Luckily for him, Elliot is swept off his feet.

Even Marco can’t believe he’s got what he’s always wanted either.

Of course, no one would read a story that was only sunshine and roses. So the boys go through some fairly terrible shit. That’s life. Happy as a clam then you’re eaten by a shark. That’s not to say they don’t get their Ever After, Happily. It’ll just take a heap load of crap to sort through to get there.

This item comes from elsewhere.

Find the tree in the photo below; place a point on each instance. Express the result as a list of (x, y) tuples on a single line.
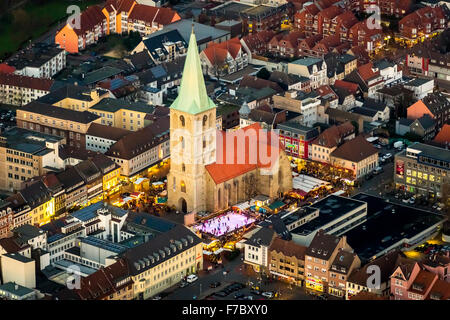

But at least my hubby gave me some things to mentally chew on. Marco’s highlights in his pursuit of Elliot are very different for him than that of his boyfriend. And even where they intersect, they have different weight for each. But I guess, as a writer, that’s where the fun comes in. Letting Marco explore what it all means for him. He’s got the boy that no one liked, but that boy was the only one he could see, the only one who mattered.

The only one who had his heart…

Love divine... (with Hottie McHottie - Anthony Romero (the smaller guy))

Love divine… (with Hottie McHottie – Anthony Romero (the smaller guy))

 

Backstory, it’s the colors we weave to make stories worth telling and for our readers, stories worth reading.